Background: A fifth of older adults discharged from the hospital require readmission within 30 days. Readmissions impose an enormous burden on both patients and the healthcare system. Previous investigations have found that less than half of discharged patients are able to understand and execute the discharge plan and are likely to overestimate their comprehension of the plan. It is also known that that one in four post discharge appointments are either canceled or missed by patients. Medication related omissions, adverse effects or errors are often implicated in readmissions. These findings underscore the importance of involving patients and an interdisciplinary team in the discharge process both to solicit their input and to provide effective education and counseling prior to discharge. However, the discharge process is routinely undertaken by the hospitalist, at a workstation outside of the patient’s room precluding participation by the patient or the interdisciplinary team.

Purpose: Our purpose was to reduce readmissions by designing and deploying a novel interdisciplinary and patient-centered discharge process.

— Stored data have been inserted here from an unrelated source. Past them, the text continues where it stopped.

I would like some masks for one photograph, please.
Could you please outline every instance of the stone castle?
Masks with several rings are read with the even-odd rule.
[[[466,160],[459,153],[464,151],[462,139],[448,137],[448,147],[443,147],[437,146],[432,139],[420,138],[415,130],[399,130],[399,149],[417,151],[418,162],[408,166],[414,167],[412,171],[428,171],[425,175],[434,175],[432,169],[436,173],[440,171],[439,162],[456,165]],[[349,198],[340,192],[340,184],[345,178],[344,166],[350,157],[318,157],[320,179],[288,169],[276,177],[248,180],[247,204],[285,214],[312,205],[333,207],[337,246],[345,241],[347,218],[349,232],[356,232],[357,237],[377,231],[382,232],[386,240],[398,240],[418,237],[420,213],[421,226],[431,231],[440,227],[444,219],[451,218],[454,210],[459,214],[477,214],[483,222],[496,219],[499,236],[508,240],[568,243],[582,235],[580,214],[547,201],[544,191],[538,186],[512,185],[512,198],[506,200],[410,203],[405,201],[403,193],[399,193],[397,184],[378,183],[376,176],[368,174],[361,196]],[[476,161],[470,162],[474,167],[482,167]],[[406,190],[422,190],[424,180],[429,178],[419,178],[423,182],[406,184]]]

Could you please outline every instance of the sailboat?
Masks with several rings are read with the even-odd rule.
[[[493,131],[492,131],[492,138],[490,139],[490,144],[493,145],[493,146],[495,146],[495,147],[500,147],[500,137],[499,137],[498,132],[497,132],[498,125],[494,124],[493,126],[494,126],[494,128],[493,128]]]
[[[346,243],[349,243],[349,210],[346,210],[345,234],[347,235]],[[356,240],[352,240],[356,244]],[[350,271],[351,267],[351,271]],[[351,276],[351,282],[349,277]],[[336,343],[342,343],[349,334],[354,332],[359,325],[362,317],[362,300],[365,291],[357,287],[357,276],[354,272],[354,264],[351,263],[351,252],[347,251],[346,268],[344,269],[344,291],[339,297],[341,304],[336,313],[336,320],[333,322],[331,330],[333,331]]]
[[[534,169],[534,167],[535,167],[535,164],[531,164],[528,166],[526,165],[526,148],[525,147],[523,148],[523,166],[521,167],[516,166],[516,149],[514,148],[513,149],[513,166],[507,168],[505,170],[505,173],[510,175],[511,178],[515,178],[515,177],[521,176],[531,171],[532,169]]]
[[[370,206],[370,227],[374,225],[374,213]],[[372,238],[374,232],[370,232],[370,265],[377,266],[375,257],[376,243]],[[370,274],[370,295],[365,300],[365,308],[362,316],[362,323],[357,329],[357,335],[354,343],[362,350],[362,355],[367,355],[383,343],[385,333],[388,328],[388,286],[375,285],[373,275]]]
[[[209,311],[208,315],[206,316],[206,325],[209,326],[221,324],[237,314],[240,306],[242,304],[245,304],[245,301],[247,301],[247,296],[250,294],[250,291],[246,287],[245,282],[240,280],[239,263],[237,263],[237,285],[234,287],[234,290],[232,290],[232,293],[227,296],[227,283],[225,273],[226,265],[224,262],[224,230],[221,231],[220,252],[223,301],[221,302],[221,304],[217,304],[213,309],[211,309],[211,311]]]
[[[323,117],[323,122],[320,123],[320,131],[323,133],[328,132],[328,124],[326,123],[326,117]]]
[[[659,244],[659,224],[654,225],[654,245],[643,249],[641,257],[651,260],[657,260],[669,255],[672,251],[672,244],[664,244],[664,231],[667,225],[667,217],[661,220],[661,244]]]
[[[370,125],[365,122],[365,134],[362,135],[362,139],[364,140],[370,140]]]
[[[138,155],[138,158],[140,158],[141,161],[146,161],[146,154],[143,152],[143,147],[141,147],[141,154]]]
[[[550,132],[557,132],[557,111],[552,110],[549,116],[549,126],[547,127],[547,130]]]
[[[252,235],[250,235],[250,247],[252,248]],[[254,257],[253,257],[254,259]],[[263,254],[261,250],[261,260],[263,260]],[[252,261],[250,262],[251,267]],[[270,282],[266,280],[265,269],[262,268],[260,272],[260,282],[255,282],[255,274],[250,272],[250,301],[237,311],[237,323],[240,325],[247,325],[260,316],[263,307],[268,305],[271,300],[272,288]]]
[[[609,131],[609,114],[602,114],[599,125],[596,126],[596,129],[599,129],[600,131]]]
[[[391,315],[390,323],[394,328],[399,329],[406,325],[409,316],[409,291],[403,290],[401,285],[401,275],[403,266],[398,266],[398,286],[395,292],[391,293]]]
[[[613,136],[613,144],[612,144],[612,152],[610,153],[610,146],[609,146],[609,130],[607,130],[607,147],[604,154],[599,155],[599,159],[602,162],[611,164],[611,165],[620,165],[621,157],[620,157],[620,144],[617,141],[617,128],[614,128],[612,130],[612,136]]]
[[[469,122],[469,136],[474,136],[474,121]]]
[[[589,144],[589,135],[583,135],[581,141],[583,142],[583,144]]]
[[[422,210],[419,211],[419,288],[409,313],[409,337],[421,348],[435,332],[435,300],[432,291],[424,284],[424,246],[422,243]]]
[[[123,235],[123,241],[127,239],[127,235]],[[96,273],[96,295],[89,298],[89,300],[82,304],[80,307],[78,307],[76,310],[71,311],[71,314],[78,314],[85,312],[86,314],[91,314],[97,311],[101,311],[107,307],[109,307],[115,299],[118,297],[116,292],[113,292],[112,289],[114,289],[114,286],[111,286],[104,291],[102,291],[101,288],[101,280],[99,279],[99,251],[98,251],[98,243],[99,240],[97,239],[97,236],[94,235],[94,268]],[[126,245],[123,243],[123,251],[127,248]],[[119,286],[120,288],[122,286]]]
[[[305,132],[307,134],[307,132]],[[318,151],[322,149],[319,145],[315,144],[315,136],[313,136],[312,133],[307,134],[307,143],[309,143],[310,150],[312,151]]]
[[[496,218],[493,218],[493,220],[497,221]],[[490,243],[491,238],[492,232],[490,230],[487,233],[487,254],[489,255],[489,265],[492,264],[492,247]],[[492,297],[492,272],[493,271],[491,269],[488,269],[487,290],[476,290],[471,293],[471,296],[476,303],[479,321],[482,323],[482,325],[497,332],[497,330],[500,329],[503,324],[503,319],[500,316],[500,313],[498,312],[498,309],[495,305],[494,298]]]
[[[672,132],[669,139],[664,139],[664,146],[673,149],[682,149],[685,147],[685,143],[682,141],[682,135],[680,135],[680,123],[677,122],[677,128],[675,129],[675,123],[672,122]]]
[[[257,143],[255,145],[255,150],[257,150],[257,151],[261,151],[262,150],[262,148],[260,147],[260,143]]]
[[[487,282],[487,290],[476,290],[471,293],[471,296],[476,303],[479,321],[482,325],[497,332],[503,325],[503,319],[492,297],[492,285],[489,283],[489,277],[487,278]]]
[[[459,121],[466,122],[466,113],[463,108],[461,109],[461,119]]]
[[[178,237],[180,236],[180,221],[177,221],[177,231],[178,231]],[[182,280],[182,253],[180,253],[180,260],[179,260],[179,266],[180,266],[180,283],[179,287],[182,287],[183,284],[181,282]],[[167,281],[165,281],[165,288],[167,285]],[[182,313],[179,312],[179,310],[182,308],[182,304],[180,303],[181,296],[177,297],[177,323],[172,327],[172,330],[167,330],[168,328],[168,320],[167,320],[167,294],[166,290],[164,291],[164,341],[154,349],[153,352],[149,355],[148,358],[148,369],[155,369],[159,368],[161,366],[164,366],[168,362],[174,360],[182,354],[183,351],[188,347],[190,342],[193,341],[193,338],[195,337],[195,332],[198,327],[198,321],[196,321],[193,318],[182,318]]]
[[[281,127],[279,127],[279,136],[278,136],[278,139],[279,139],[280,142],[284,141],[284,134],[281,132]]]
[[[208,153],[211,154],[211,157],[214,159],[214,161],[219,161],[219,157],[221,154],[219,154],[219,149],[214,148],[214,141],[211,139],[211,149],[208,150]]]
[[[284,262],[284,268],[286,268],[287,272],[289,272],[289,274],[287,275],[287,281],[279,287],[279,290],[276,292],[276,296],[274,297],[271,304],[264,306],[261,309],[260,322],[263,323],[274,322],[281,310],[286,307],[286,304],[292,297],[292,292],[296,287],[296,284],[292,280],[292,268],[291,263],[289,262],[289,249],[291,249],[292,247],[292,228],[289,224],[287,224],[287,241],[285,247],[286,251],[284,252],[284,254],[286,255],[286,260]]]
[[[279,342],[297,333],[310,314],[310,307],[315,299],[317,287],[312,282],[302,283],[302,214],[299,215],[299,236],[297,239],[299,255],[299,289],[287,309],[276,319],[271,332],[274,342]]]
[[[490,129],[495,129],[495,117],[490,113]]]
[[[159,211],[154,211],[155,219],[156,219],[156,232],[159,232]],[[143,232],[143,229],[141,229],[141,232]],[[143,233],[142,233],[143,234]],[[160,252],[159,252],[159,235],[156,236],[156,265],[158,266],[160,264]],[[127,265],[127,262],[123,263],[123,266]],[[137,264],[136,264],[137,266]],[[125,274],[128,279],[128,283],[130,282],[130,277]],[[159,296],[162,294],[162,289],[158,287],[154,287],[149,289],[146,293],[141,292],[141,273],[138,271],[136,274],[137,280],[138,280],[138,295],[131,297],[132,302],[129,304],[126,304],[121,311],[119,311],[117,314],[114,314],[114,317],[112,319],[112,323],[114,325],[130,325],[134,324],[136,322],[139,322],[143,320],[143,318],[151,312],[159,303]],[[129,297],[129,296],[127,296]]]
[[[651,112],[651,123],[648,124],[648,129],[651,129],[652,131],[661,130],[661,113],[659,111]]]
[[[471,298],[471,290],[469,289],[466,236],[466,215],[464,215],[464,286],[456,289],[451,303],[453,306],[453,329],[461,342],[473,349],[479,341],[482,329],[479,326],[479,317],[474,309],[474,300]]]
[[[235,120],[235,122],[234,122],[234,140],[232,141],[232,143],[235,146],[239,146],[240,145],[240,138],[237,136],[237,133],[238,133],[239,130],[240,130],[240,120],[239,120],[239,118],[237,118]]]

Description: The hospitalists at our institution work in clinical microsystems and see patients on specified units. This project was conducted on a medical unit. First, in order to understand the contributors to readmissions for our patient population, we interviewed approximately thirty patients who were readmitted within 30 days following discharge from our unit. Our interview was focused on understanding the contributors to readmission from the patient’s perspective. Based on these insights and the existing literature on readmissions, we developed a multidisciplinary discharge process called the ‘SHAPE’ tool. SHAPE is an acronym guided tool to ensure adequate Social Support, assessment and arrangements for Home Health care, reviewing Appointments (and why they are important) scheduled after discharge, reviewing Prescriptions using a teach back method, and assessing Education needs or questions prior to discharge. An interdisciplinary team consisting of the discharging physician, staff pharmacist, residents, and when available the bedside nurse, reviews each component with the patient at the bedside on the day of discharge. We trialed this process with patients who were assigned to the unit based team, being discharged home on a weekday, had an extensive medication list and were not delirious or demented. We tracked baseline and post intervention 30- day readmission rates on patients discharged from our unit to assess the impact of SHAPE.

Conclusions: The SHAPE discharge process began on June 1, 2017. Prior to this, the unit’s average monthly 30 day readmission rate from December 2016 through May 2017 was 14.39%. After the initiation of SHAPE, the average monthly readmission rate from June 2017 through November 2017 decreased to 11.85%., an absolute 2.5% reduction in 30 day readmissions. The most common intervention triggered by utilization of SHAPE was the removal of barriers to obtaining medications prior to discharge, including prior authorizations and cost issues. As SHAPE is time consuming, its efficacy may be further enhanced by tools that better identify patients who are both at risk for preventable readmissions and will benefit from the intervention.An interdisciplinary, patient-centered discharge process to address barriers faced by patients following discharge, may decrease readmissions.